I am not a fan of Mission Statements.  Overall they are very bland and so politically correct that they may inspire but will never offend anyone.

So I was especially surprised and pleased looking at your parish website to read your Mission Statement which goes right into the real mission of the Church today:

“Secure in the belief that we are loved by God

to make love a reality in our homes, in our parish and beyond

in a spirit of prayer and service”.

A Mission Statement in general attempts to put into words what we are here to do. Your Mission Statement, however, begins with God and what God does.  Our God is a God who loves us.  If we begin our understanding of society with the wrong God, then we will never influence society in the right way.

“The name of God is Mercy” is the title that Pope Francis gave to a recent book.  It is not just a catchy title; it says something about the very essence of being a Christian.  If we have difficulty in understanding that God’s name is mercy, then we will have great difficulty in understanding the God who is revealed in Jesus Christ.  If we have some name of our own for God, then we may well have ended up with a false God.

The Gospels are full of references to mercy and compassion.  Wherever the words mercy and compassion appear in a parable then the reference is really to Jesus himself.  Look at the Gospel of the Good Samaritan.  Two figures of respectability and institutional status pass-by uncaring of an unknown person who lies abandoned.  An outsider, a Samaritan, someone barely tolerated in respectable society, passes by and is moved by compassion.  This outsider is the image of Jesus.

Jesus, in this parable, is giving a new definition of what respectability means:  it has nothing to do with prestige or institutional position or title.  It is the person who cares and who is moved to compassion who is respectable in Jesus’ eyes.  If the name of God is mercy, how can we be intolerant and judgemental and merciless and still believe that we are respectable?

If the name of God is mercy, then we have to understand that we can only begin to understand God when we ourselves encounter his mercy.  We cannot understand God if we exclude ourselves from that encounter with mercy through our own feelings of self-security and self-superiority and self-assigned status.

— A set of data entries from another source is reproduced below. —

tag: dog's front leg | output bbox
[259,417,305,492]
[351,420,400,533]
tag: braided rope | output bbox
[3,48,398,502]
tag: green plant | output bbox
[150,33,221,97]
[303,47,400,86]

If the name of God is mercy, how did we end up with the idea of a harsh condemnatory God who only wishes to judge us in our sinfulness and humiliate us?  If we have created such a God then we misunderstand both God and sin.  Sinfulness is not about breaking arbitrary rules: sinfulness is failure to love and failure to be merciful.   If sinfulness is failure to be merciful then many who are quick to condemn sinners, may well be in a category of sinners all of its own.

We celebrate the 60th anniversary of the opening of this Church on a hill in a very different world to that of 1956.   Building a Church on a hill can be interpreted in different ways.  It could be looked on as a watchtower to protect and even to dominate.  The Church on a hill will only take on its real significance when those who frequent the building authentically witness to what the building is for.  It is the place where people encounter the mercy of God in such a way as that it frees them to be apostles of mercy, “in their home in the parish and beyond, in a spirit of prayer and service”.

Faith is not just about doing things.  Faith is never just an intellectual exercise.  Faith is not a response to a catalogue of does, much less a catalogue of don’ts.  Faith is a fundamental attitude which involves the entire person in a relationship with God.

The Church on a hill will remain just a billboard with bland messages if it fails to be an open-ended invitation to all to go up to something which takes us beyond ourselves, changing and clarifying the language and the attitudes of our everyday.

Above all the building will be an invitation to prayer, the central focal point of where our humanity and our reason are captured into something which goes beyond ourselves and leads us into an encounter with the mercy and the beauty of our God.